Le Genevois ne conteste pas la nécessité pour ces véhicules de pouvoir déroger aux règles de priorité routière. Ils doivent pouvoir intervenir sans mettre en danger la sécurité des usagers de la route.
La loi précise que la priorité leur est donnée quand ils utilisent conjointement le feu bleu et l'avertisseur à deux sons alternés. Elle mérite d'être repensée, selon M. Poggia. Les conducteurs de ces véhicules doivent bénéficier d'une marge d'appréciation sans perdre leur priorité.
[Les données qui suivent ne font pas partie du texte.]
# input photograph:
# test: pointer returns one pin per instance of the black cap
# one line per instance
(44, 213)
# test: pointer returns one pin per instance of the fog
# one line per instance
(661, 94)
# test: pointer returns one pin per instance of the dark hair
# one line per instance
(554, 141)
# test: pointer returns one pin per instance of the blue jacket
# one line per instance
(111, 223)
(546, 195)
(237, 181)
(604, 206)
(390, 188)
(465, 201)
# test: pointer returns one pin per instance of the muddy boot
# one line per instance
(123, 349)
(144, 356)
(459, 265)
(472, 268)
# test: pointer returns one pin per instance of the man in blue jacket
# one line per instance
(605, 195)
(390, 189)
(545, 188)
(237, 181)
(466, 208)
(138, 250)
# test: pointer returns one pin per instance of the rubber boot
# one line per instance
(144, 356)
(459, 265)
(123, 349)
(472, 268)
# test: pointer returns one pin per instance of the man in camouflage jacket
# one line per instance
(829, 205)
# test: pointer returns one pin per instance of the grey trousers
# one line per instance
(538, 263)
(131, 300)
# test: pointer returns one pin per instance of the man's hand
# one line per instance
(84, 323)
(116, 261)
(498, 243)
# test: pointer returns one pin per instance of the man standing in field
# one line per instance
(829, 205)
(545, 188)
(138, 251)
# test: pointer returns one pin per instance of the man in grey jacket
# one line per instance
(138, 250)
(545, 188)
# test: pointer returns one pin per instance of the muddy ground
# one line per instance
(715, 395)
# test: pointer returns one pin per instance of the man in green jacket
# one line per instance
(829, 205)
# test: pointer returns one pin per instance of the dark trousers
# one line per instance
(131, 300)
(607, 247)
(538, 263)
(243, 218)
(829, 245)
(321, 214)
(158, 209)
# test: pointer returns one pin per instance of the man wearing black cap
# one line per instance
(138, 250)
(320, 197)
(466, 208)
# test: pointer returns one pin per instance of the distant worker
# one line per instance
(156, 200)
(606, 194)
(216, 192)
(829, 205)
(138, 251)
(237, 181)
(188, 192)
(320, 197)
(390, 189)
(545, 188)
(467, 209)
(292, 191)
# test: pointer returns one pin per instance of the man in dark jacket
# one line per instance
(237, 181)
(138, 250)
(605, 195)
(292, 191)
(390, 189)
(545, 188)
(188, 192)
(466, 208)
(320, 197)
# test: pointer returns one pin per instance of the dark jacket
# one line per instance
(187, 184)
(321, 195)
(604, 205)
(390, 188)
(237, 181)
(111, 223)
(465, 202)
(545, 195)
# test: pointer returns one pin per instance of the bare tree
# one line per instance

Les habitants proches des hôpitaux mènent une vie de plus en plus compliquée, a encore avancé le Genevois. Et d'invoquer le principe de proportionnalité. "Peut-on considérer qu'il existe un risque si un véhicule prioritaire n'enclenche pas sa sirène à trois heures du matin?"
Le Conseil fédéral était opposé. Les conducteurs de véhicules prioritaires peuvent déjà utiliser le feu bleu sans sirène durant la nuit, pour autant qu'ils ne dérogent pas de manière significative aux règles de la circulation et ne font pas valoir leur droit spécial de priorité. Cependant, la combinaison du feu bleu et de la sirène est nécessaire et appropriée, la nuit aussi, pour éviter les accidents, dans les carrefours par exemple.
Le ministre des transports Albert Rösti a aussi évoqué les piétons malvoyants ou aveugles, qui pourraient ne pas détecter ces véhicules en temps opportun, lorsqu'ils traversent la route par exemple.
Enfin, une disposition nationale prévoyant la possibilité d’actionner seulement le feu bleu pour obtenir la priorité serait contraire au droit international. Elle compromettrait ainsi la sécurité, quand des conducteurs étrangers circulent en Suisse. Le ministre a été entendu par 29 voix contre 5.